The plan outlines three remaining basic steps toward completion:
. Digitizing the existing 217 volumes and publishing the Papers on a single website to allow for research and inquiry across America's Founding Era collections;
. Transcribing and otherwise preparing for publishing on the web the remaining papers (approximately 90,000 documents) and replacing these raw materials with authoritative annotated versions as these are completed; and
. Creating an independent oversight process to ensure that rigorous performance goals are established and met by the parties carrying out all aspects of the work.
Posted by jgreen at 11:29 AM
Publishers Bindings Online, 1815-1930: The Art of Books
In September 2003, The University of Alabama, University Libraries, in partnership with the University of Wisconsin-Madison Libraries, received an IMLS National Leadership grant to create the digital resource, Publishers' Bindings Online, 1815-1930: The Art of Books (PBO).
All academic libraries have within their holdings books bound in 19th century decorative bindings. These materials are significant in their place within the fabric of American history and culture, but efforts to present these bindings in a collection that is representative of the era as a whole and to make them available virtually, via the World Wide Web have been limited.
PBO, a significant digital collection of decorative bindings, along with a comprehensive glossary and guide to the elements of these objects, will strengthen the growing interest in and create broader awareness for this “common” object called the book.
Decorative bindings cover many of the books that people have in their homes today, but their owners are often unaware of their cultural and historical significance. These bindings reflect not only social and cultural history, but bibliographic history as well.
PBO expands awareness of the book as artifact and of the role decorative bindings play in providing a window into historical, cultural, and industrial period of 1815-1930. This project increases the awareness of the general public about the importance of publishers' bindings as reflections of historical events, art movements, and the evolution of commercial binderies.

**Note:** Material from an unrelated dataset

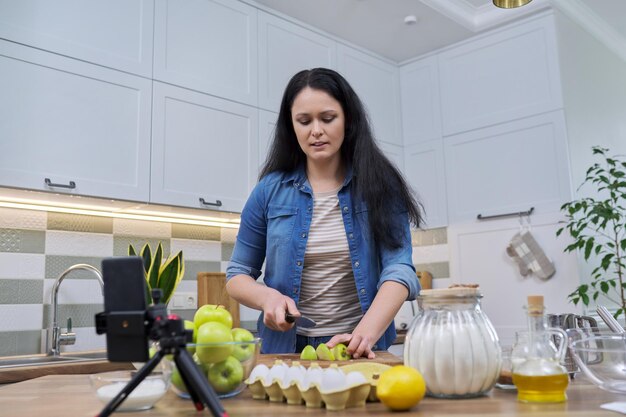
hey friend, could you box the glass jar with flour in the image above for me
[404,287,502,398]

The project will also afford students, teachers, binders, and scholars in many different areas the opportunity to study up to 5,000 decorative bindings from two different physical collections in a single, virtual location.
One can look upon this project as developing a model that other repositories can use with their own collections. PBO greatly broadens a relatively unexplored scholarly field. This resource will encourage interested parties to look at their own collections, and to gain an understanding of design movements and trends both within the United States as well as abroad, comparable to Jugendstil in Germany, Art Nouveau in France, Arts and Crafts in England, and Glasgow School in Scotland.
The additional resources and scholarship that are developed through the PBO project will serve a myriad of users.